Status
Current state: Pre-release
Discussion thread: here (<- link to https://mail-archives.apache.org/mod_mbox/flink-dev/)
JIRA:
Released: unreleased
Please keep the discussion on the mailing list rather than commenting on the wiki (wiki discussions get unwieldy fast).
Motivation
A crossGroup operation is performed in most non-iterative Gelly algorithms including the similarity measures AdamicAdar and JaccardIndex and as well as TriangleListing as a basis for clustering algorithms. Work is in-progress to add bipartite support and each of the four projection methods will perform a crossGroup. A built-in operator will greatly reduce the complexity of these and future algorithm implementations both in Gelly and for all Flink users.
crossGroup as a new operator will (as noted in FLINK-1267) work in lieu of reduceGroup (as in TriangleListing), which is memorybound and requires disabling object reuse or a type parameter implementing CopyableValue, or a self-join, which duplicates the input and builds the full Cartesian product.
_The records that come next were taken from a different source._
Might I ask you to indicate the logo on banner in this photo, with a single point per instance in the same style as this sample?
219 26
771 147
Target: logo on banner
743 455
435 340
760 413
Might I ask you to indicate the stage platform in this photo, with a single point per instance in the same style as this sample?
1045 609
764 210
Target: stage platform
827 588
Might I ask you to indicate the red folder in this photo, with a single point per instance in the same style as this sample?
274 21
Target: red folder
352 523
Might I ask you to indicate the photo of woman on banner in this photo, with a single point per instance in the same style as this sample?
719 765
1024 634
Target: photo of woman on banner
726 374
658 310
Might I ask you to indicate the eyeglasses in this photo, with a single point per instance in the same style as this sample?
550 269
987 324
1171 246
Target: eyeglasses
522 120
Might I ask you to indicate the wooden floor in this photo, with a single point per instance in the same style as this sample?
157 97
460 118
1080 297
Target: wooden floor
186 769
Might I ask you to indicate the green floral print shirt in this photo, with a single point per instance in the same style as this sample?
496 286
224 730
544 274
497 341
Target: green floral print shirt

The crossGroup operator can also optionally reduce the data skew caused by the quadratic expansion of group pairs (for a group of size n this is either n^2 for the full Cartesian product or (n choose 2) for distinct pairs).
Public Interfaces
GroupCrossFunction similar to CrossFunction but bound to one input type parameter.
GroupCrossHint enum with values OPTIMIZER_CHOOSES, UNIFORM_DISTRIBUTION, SKEWED_DISTRIBUTION.
groupCross methods on SortedGrouping and UnsortedGrouping.
Proposed Changes
Compatibility, Deprecation, and Migration Plan
None required as this is a new feature.
Test Plan
JaccardIndex (skewed distribution) and TriangleListing (uniform distribution) will be ported to use the new operator and the performance compared with the current ad hoc implementations.
Rejected Alternatives
(none so far)